Nella giornata dedicata alla vita monsignor Miragoli apre la visita pastorale nel comune di Roccaforte con la celebrazione della Santa Messa nel concentrico e nelle frazioni di Prea e Lurisia. In quest'ultima al vescovo è stato donato un quadro rappresentante la Madonna dell'Olocco cara ai fedeli. Il vescovo Egidio ha anche visitato i cimiteri delle varie località insieme ai parroci don Federico e don Cristiano, i quali lo hanno accompagnato durante la giornata, per sottolineare il legame e la continuità tra la comunità presente e quella passata.

«Gli studiosi che vogliono approfondire i secoli passati, la vita del territorio, delle comunità e delle parrocchie attingono ai testi e ai documenti della visita pastorale. Era l'occasione per fare la fotografia della comunità e gli storici attingono lì le informazioni per conoscere la vita dei secoli passati.» ha spiegato il vescovo Egidio durante l'omelia, raccontando l'importanza della visita pastorale: «È la visita del pastore, del vescovo, alle comunità della diocesi. Non un mordi e fuggi, ma mi fermerò alcuni giorni nella vostra comunità condividendo un po' la vita dei vostri sacerdoti e i momenti della vostra comunità. Così facevano gli apostoli mandati da Gesù».

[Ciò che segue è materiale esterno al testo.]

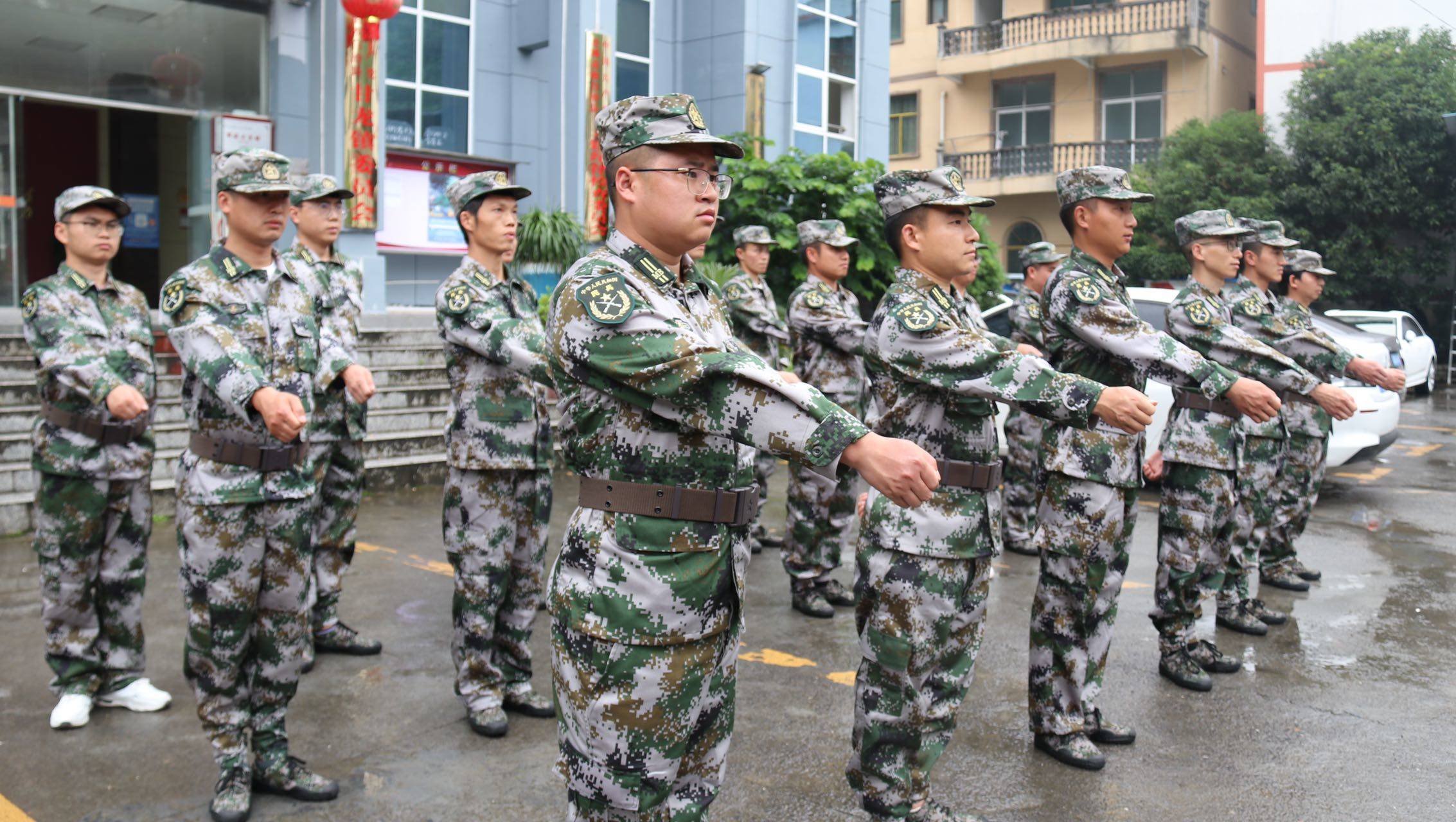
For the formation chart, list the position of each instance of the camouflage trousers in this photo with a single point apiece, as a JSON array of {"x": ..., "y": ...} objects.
[
  {"x": 91, "y": 540},
  {"x": 495, "y": 529},
  {"x": 245, "y": 585},
  {"x": 1084, "y": 529},
  {"x": 338, "y": 470},
  {"x": 1261, "y": 463},
  {"x": 1299, "y": 489},
  {"x": 921, "y": 622},
  {"x": 1021, "y": 478},
  {"x": 1196, "y": 525},
  {"x": 817, "y": 525},
  {"x": 643, "y": 730}
]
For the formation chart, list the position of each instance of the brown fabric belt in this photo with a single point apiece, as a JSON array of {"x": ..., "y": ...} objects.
[
  {"x": 104, "y": 432},
  {"x": 734, "y": 507},
  {"x": 1199, "y": 402},
  {"x": 969, "y": 475},
  {"x": 248, "y": 456}
]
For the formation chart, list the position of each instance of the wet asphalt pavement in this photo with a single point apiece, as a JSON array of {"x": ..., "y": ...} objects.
[{"x": 1344, "y": 713}]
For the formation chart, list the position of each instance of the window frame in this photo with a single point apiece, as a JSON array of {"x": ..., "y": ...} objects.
[
  {"x": 420, "y": 86},
  {"x": 630, "y": 57},
  {"x": 826, "y": 78}
]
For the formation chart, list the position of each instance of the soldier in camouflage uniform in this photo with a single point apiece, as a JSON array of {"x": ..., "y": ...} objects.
[
  {"x": 829, "y": 338},
  {"x": 1261, "y": 313},
  {"x": 497, "y": 498},
  {"x": 1088, "y": 507},
  {"x": 758, "y": 324},
  {"x": 92, "y": 446},
  {"x": 245, "y": 325},
  {"x": 1197, "y": 517},
  {"x": 337, "y": 425},
  {"x": 663, "y": 411},
  {"x": 923, "y": 575},
  {"x": 1022, "y": 478}
]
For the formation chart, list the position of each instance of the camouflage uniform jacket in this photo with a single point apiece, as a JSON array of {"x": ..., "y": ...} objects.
[
  {"x": 86, "y": 342},
  {"x": 1025, "y": 318},
  {"x": 495, "y": 358},
  {"x": 829, "y": 339},
  {"x": 1202, "y": 320},
  {"x": 935, "y": 376},
  {"x": 239, "y": 329},
  {"x": 341, "y": 300},
  {"x": 1265, "y": 315},
  {"x": 655, "y": 389},
  {"x": 756, "y": 318},
  {"x": 1091, "y": 328}
]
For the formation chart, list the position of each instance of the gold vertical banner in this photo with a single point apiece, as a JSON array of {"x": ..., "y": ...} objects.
[
  {"x": 753, "y": 112},
  {"x": 599, "y": 66},
  {"x": 362, "y": 144}
]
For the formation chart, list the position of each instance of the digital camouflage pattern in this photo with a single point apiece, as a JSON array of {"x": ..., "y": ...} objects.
[
  {"x": 829, "y": 337},
  {"x": 828, "y": 232},
  {"x": 901, "y": 191},
  {"x": 655, "y": 389},
  {"x": 666, "y": 119},
  {"x": 1097, "y": 182},
  {"x": 499, "y": 370},
  {"x": 80, "y": 197},
  {"x": 245, "y": 584},
  {"x": 495, "y": 538},
  {"x": 921, "y": 623},
  {"x": 91, "y": 540}
]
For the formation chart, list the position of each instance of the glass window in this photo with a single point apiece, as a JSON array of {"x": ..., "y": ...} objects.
[
  {"x": 427, "y": 76},
  {"x": 826, "y": 92}
]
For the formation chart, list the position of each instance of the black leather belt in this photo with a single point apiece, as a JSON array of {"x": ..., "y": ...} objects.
[
  {"x": 969, "y": 475},
  {"x": 261, "y": 457},
  {"x": 732, "y": 507},
  {"x": 1199, "y": 402},
  {"x": 104, "y": 432}
]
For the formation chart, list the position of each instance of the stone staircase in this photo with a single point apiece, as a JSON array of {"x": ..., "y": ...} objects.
[{"x": 407, "y": 417}]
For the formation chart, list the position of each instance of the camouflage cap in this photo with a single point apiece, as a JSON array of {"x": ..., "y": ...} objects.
[
  {"x": 1097, "y": 182},
  {"x": 1299, "y": 259},
  {"x": 1267, "y": 232},
  {"x": 318, "y": 187},
  {"x": 1038, "y": 254},
  {"x": 828, "y": 232},
  {"x": 80, "y": 197},
  {"x": 1213, "y": 223},
  {"x": 253, "y": 171},
  {"x": 667, "y": 119},
  {"x": 901, "y": 191},
  {"x": 752, "y": 234},
  {"x": 481, "y": 184}
]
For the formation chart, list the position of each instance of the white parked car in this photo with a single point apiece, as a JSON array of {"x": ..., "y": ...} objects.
[
  {"x": 1362, "y": 437},
  {"x": 1417, "y": 348}
]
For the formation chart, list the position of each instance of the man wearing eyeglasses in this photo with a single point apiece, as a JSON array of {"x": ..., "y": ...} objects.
[
  {"x": 92, "y": 447},
  {"x": 337, "y": 425},
  {"x": 829, "y": 344},
  {"x": 663, "y": 411}
]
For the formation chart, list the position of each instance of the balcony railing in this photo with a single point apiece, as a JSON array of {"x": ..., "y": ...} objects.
[
  {"x": 1069, "y": 24},
  {"x": 1025, "y": 161}
]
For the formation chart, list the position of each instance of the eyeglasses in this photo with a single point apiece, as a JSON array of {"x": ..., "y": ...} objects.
[
  {"x": 698, "y": 179},
  {"x": 95, "y": 226}
]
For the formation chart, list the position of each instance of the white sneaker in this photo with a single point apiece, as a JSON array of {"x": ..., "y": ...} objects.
[
  {"x": 139, "y": 696},
  {"x": 72, "y": 712}
]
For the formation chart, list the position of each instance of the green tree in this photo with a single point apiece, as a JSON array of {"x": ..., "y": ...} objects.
[
  {"x": 1373, "y": 168},
  {"x": 1227, "y": 163}
]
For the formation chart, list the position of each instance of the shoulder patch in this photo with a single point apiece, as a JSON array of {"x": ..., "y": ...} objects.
[
  {"x": 457, "y": 299},
  {"x": 172, "y": 296},
  {"x": 1087, "y": 290},
  {"x": 916, "y": 316},
  {"x": 608, "y": 300}
]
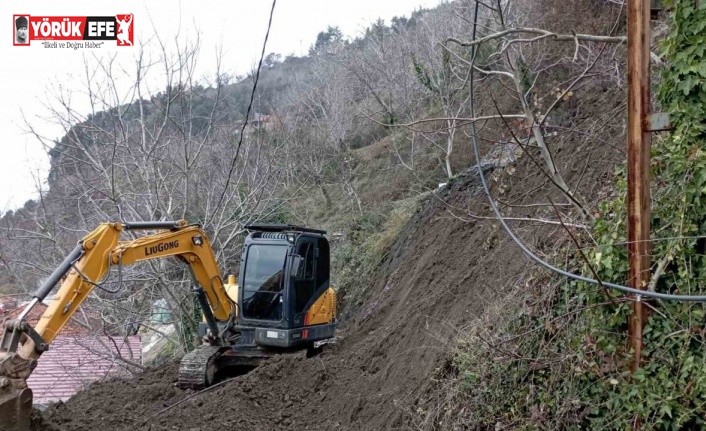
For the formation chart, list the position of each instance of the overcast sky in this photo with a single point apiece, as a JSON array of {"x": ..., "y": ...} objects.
[{"x": 32, "y": 74}]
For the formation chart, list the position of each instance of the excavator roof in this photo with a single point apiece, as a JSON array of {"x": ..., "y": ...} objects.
[{"x": 283, "y": 228}]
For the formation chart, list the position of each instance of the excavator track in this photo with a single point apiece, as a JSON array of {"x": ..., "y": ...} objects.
[{"x": 197, "y": 367}]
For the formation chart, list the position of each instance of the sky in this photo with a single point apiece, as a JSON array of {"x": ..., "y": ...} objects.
[{"x": 33, "y": 75}]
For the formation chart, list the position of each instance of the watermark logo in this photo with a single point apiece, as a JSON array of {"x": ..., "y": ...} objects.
[{"x": 74, "y": 32}]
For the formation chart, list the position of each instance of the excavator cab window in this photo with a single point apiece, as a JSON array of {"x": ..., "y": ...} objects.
[
  {"x": 314, "y": 253},
  {"x": 263, "y": 283}
]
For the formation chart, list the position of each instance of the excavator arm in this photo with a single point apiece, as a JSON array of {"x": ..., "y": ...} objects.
[{"x": 82, "y": 271}]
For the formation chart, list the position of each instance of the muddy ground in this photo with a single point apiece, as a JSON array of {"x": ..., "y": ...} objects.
[{"x": 446, "y": 267}]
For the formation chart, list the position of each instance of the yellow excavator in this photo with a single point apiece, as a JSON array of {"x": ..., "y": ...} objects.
[{"x": 282, "y": 302}]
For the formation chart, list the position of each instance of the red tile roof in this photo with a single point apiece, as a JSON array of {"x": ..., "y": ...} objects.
[{"x": 72, "y": 363}]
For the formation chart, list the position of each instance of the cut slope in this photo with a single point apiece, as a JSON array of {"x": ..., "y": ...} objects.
[{"x": 448, "y": 264}]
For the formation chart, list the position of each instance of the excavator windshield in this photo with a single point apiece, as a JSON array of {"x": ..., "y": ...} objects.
[{"x": 263, "y": 281}]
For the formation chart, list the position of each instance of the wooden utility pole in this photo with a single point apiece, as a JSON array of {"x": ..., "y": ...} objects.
[{"x": 639, "y": 137}]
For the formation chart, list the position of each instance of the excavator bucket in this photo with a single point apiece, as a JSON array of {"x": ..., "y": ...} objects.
[{"x": 15, "y": 406}]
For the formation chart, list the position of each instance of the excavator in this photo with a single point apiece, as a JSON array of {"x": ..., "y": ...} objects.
[{"x": 282, "y": 301}]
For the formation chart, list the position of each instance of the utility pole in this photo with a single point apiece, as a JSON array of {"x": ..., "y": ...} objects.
[{"x": 639, "y": 137}]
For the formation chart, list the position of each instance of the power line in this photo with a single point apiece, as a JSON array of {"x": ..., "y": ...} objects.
[
  {"x": 247, "y": 114},
  {"x": 519, "y": 242}
]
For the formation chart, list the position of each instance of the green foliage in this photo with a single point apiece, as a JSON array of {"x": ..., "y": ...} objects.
[
  {"x": 562, "y": 362},
  {"x": 369, "y": 238}
]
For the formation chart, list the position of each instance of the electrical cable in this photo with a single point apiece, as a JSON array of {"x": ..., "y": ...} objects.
[
  {"x": 247, "y": 114},
  {"x": 519, "y": 242}
]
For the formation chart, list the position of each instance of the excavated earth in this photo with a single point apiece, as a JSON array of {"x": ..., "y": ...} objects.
[{"x": 444, "y": 270}]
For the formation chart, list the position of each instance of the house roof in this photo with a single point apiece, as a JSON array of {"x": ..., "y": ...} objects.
[{"x": 72, "y": 363}]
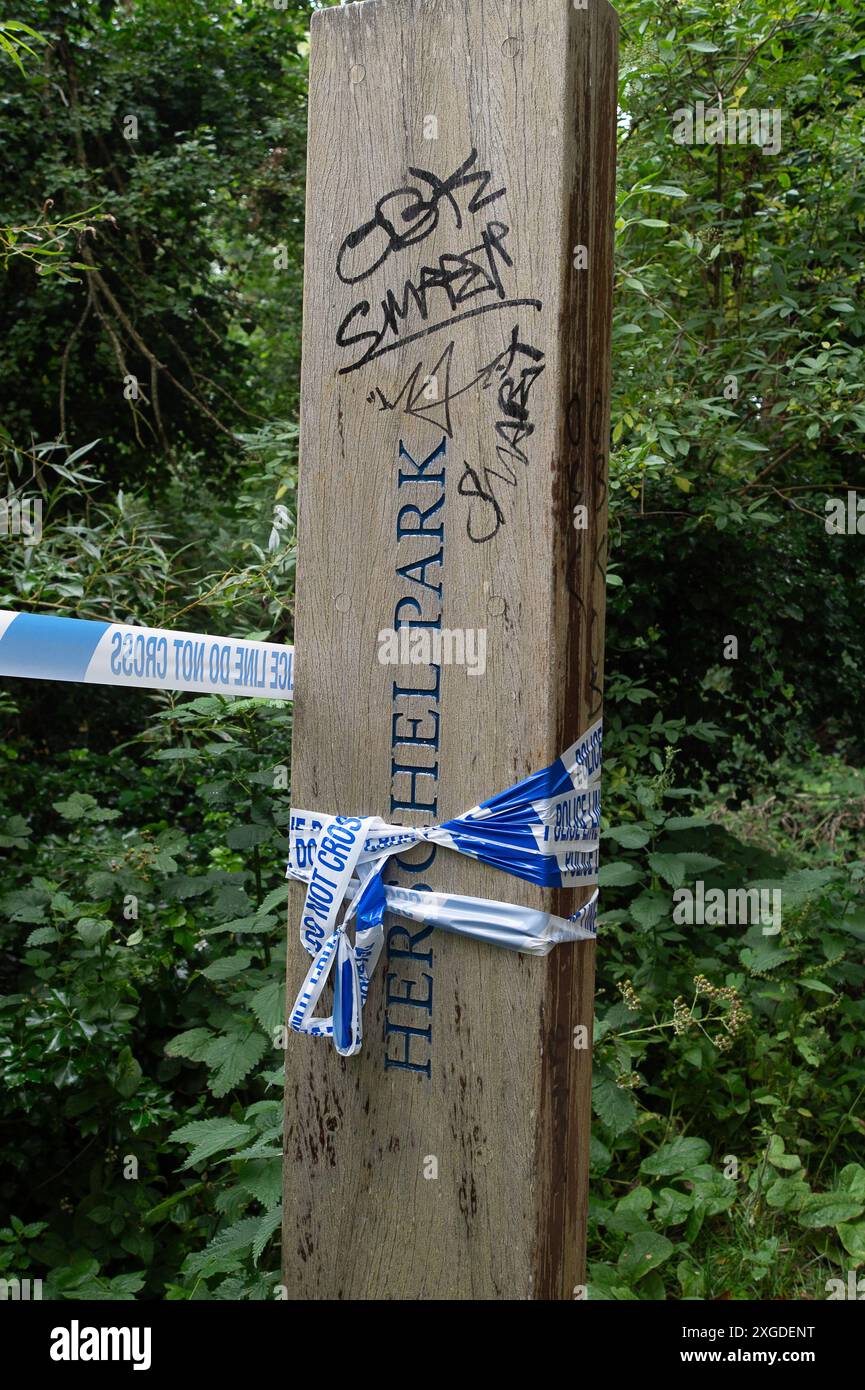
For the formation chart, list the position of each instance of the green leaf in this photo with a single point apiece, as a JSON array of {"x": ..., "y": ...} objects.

Monsignor Miragoli ha voluto sottolineare anche l'importanza di questa domenica in cui cadeva la giornata della vita: «Ultimamente il valore della vita è zero. Anche voi ragazzi sentite e guardate le notizie di oggi: ciò che succede nel mondo e attorno a noi, nei nostri paesi. La vita ha poco valore o nessun valore. La giornata della vita ci richiama a questa tematica. Una volta chi uccideva una persona si sporcava le mani di sangue e sono certo che questo restava come una macchia sulla coscienza. Oggi le persone puoi ucciderle a distanza, senza vedere gli effetti di ciò che fai: schiacci un tasto e una bomba arriva a migliaia di chilometri. Non hai visto case distrutte, bambini uccisi o vecchi mutilati».

«La giornata per la vita è sempre accompagnata da un messaggio, - ha continuato il vescovo - e quest'anno quello dei vescovi italiani è: "prima i bambini". E si fa riferimento ai troppi bambini vittime collaterali delle guerre degli adulti, uccisi, mutilati, resi orfani. Nel viaggio in Terra Santa il cardinale Pizzaballa ci ha detto: "Si parla di distruzione, si parla di morti. Nessuno parla dei bambini orfani, perchè Gaza è piena di bambini orfani. Ma non si parla di bambini mutilati e di ragazzi che da tre anni non vanno a scuola".» per poi proseguire leggendo il messaggio dei vescovi: «Bambini soldato utilizzati come carne da cannone nei conflitti del mondo. Bambini fabbricati in laboratorio per soddisfare i desideri degli adulti: a loro viene negato di poter mai conoscere uno dei genitori biologici o la madre che li ha portati in grembo. Bambini a cui viene sottratto il diritto di nascere. Bambini implicati nei casi di separazione e di divorzio. Bambini lavoratori, bambini rapiti».

IN CRUSÁ PRESENTATO IL PROGETTO "RSARTE" ALLA PRESENZA DEL VESCOVO

Al termine della celebrazione a Roccaforte il vescovo Egidio si è fermato al rinfresco allestito in Crusà dove il direttore della casa di riposo Elladi e il sindaco Bongiovanni hanno presentato alla comunità il progetto RsArte in collaborazione con lo scultore Unia.